“Her priorities are to see that justice is served, everyone is treated equally and fairly, and those who are a danger to our communities stay behind bars,” Weintz said.
The effect of the drop in paroles is hard to gauge, state Corrections Department spokesman Jerry Massie said. He said one of the more obvious effects is the prison system's ongoing struggle with county jail backlog.
Inmates sentenced to time in Oklahoma prisons, under the current system, are held in county jails until there's a place for them in a state facility. This can take a few weeks or several months, Massie said.
Once the inmates are sentenced, the state prison system takes over financial responsibility of the prisoners. Under state law, the Corrections Department pays $27 per day to house the inmate, plus any medical costs.

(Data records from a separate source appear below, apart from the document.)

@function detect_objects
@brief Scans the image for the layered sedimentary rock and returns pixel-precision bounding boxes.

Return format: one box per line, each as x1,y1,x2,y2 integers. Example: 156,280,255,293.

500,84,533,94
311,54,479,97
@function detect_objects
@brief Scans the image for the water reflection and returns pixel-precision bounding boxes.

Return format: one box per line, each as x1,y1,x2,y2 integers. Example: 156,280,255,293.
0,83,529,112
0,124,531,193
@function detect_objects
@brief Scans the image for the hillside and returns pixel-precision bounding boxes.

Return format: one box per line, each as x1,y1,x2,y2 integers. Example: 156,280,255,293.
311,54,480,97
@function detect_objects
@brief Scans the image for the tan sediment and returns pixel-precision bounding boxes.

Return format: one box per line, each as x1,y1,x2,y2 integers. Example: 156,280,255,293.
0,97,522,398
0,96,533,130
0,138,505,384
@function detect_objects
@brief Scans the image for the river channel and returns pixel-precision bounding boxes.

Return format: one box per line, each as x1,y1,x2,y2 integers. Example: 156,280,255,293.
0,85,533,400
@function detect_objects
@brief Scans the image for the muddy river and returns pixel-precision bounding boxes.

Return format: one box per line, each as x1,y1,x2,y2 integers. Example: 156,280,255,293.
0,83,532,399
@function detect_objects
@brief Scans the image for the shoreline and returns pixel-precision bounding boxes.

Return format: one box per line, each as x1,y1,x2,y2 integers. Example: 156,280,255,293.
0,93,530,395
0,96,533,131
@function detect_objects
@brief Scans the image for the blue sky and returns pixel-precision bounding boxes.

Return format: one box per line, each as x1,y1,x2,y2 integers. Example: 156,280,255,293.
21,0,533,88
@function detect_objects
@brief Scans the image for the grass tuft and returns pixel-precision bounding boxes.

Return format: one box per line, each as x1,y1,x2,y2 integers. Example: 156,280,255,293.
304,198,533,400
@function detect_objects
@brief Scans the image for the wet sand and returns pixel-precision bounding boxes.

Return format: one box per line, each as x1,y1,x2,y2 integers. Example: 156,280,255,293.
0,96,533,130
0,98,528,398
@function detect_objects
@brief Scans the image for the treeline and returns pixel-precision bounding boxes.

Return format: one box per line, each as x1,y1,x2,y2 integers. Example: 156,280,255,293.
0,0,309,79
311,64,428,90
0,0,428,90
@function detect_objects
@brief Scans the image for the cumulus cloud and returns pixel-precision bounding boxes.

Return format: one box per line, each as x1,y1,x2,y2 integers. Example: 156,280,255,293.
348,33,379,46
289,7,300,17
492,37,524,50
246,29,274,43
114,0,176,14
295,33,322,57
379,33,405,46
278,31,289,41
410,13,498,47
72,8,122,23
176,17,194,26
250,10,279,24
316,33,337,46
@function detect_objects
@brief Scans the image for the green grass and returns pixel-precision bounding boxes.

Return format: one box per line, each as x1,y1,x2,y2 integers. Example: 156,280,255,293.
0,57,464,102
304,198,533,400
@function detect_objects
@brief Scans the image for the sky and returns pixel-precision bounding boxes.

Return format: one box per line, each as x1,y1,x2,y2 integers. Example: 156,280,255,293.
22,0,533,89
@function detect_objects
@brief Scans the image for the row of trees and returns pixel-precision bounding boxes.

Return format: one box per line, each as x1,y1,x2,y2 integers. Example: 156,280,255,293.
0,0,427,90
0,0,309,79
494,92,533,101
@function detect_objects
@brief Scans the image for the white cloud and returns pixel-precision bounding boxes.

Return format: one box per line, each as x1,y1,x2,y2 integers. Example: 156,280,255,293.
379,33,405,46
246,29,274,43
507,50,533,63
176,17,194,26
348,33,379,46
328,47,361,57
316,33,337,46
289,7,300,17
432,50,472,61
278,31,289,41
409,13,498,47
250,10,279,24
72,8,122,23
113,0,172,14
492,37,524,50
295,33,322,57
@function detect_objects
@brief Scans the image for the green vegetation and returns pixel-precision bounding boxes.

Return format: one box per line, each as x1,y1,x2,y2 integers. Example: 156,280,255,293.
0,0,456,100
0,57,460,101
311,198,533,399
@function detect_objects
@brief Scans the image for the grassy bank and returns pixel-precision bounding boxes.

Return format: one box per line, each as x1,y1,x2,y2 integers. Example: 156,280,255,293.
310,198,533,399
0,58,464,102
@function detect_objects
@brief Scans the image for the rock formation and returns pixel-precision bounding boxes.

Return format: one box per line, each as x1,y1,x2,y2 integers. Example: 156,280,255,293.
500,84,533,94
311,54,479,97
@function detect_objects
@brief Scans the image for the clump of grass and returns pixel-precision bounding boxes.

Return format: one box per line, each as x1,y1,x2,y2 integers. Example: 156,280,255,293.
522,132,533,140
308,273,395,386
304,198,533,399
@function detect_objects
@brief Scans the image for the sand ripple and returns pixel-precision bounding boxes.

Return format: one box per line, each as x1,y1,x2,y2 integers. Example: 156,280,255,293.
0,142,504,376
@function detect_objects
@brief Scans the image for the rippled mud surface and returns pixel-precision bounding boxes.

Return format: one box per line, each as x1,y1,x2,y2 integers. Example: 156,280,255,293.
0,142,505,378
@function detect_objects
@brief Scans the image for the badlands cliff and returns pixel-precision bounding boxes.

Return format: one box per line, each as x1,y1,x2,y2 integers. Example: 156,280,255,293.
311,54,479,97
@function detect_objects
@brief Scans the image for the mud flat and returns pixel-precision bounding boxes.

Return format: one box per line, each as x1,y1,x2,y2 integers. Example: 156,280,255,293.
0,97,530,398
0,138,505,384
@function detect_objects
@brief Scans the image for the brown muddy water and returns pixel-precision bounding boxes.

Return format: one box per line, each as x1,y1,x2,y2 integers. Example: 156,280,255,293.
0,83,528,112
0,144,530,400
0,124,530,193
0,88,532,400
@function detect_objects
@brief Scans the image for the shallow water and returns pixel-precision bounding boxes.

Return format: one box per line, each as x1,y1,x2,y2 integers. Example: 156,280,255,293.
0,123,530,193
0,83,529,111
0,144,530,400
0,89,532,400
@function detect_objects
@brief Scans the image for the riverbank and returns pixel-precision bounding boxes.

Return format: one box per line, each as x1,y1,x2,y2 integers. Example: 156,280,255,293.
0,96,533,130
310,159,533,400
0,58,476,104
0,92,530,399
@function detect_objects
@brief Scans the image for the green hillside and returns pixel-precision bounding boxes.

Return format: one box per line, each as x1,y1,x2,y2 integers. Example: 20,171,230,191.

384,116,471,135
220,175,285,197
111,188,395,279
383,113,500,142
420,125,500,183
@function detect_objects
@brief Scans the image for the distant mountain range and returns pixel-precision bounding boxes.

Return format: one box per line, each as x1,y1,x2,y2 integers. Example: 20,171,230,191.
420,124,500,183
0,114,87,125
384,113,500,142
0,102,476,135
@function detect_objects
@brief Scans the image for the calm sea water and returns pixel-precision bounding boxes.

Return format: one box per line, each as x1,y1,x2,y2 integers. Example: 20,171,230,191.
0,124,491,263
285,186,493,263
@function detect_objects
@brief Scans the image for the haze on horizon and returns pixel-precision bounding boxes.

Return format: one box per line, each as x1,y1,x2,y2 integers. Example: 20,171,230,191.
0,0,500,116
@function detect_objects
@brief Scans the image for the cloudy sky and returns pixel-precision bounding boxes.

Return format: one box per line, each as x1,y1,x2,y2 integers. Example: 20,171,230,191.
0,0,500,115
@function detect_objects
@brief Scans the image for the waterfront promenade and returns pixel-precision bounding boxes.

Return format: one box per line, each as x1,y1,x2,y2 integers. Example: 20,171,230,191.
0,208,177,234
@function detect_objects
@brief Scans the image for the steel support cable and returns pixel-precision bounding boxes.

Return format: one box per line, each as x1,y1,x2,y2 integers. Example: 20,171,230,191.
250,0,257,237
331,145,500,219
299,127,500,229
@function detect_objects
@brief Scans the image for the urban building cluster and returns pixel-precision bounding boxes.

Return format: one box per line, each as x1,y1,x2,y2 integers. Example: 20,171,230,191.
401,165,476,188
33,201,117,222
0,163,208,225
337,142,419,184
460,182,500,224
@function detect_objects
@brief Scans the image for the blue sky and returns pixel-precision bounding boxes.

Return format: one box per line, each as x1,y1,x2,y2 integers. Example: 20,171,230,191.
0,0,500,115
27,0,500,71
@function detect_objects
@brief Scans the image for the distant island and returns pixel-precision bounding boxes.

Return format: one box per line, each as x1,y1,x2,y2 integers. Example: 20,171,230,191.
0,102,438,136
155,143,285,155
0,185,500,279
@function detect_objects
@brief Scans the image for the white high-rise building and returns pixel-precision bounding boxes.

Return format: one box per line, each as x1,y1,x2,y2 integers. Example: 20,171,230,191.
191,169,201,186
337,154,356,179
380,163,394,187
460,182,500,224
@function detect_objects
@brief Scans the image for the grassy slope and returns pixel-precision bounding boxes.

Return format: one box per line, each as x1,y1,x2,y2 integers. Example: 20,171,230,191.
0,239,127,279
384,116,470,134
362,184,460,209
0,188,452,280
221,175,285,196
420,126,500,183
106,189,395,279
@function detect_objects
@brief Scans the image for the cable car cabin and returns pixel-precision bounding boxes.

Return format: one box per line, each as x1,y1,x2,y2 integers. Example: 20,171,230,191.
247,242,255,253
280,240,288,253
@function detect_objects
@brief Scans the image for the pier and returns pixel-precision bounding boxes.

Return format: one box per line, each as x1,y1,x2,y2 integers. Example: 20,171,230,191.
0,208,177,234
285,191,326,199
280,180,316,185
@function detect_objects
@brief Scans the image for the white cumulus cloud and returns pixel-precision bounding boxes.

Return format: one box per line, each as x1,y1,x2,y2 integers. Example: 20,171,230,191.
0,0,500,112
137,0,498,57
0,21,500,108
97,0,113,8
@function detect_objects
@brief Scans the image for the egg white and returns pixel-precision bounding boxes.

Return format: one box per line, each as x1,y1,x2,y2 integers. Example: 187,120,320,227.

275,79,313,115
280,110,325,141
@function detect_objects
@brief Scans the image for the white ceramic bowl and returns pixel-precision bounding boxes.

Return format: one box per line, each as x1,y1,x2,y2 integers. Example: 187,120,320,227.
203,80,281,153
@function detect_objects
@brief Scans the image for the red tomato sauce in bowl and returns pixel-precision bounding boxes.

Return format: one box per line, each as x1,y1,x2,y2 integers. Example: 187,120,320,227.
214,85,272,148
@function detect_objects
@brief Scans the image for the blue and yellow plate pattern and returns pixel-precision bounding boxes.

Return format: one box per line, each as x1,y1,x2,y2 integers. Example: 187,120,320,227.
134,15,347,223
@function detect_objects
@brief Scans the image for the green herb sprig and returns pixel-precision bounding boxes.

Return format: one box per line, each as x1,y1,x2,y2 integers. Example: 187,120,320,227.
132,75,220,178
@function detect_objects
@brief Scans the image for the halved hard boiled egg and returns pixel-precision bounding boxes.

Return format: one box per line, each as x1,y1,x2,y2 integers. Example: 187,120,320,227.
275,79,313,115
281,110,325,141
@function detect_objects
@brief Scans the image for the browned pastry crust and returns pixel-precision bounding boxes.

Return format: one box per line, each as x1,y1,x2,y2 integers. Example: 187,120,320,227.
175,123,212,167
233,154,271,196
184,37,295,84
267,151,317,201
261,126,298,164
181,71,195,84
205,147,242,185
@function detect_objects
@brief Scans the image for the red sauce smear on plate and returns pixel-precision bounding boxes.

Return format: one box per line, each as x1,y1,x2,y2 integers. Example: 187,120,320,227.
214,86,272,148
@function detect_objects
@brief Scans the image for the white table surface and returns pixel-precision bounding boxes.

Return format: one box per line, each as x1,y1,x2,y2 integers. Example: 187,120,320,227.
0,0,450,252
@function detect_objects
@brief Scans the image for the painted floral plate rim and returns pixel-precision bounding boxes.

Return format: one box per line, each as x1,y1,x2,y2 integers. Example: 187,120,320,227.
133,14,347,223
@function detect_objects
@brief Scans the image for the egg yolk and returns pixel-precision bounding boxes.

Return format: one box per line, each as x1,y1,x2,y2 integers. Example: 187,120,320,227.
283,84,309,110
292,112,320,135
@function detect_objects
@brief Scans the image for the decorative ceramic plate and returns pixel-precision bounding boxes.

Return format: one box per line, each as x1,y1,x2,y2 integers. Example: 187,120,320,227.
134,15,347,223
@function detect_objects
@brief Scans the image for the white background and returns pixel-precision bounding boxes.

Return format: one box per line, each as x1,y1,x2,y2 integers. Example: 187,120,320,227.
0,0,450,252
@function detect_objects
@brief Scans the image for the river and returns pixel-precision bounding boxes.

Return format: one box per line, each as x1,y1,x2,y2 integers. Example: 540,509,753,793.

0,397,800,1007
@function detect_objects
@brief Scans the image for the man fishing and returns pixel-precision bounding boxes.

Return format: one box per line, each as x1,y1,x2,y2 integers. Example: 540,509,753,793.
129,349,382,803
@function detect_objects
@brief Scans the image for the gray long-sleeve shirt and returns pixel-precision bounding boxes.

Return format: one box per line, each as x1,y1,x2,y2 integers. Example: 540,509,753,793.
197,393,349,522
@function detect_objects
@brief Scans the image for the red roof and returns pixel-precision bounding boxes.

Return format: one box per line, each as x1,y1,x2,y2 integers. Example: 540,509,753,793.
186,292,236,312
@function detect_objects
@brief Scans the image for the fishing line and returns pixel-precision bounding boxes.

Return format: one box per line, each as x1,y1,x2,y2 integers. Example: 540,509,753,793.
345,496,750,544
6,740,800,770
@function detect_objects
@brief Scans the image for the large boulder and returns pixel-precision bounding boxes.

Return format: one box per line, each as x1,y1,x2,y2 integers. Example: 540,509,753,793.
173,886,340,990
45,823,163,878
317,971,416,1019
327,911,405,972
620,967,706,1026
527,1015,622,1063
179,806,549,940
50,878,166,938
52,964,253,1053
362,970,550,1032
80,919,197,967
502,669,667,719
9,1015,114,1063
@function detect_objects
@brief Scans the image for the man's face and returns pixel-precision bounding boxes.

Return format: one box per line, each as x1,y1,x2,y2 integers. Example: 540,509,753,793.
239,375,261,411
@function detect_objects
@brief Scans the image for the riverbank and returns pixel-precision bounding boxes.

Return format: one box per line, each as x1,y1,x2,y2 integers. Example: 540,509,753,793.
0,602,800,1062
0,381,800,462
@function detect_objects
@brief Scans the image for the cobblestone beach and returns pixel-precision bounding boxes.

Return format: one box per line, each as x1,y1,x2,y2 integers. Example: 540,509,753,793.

Last year, the state Corrections Department paid county jails $21,207,728 to house inmates awaiting transfer to a state prison, the most ever. In 2003, the agency paid just $7.4 million to county jails.
“With how full we are, it's almost like one bed opens up, there's someone to fill it ... so it's one out, one in, literally,” he said. “Fewer paroles, well, it backs up people in county jails. There's no other place for them to go.”
Massie said the agency is hopeful recent law changes, which take the governor out of the parole process for nonviolent offenders, will increase paroles.
“We're hoping that will speed up the process,” he said.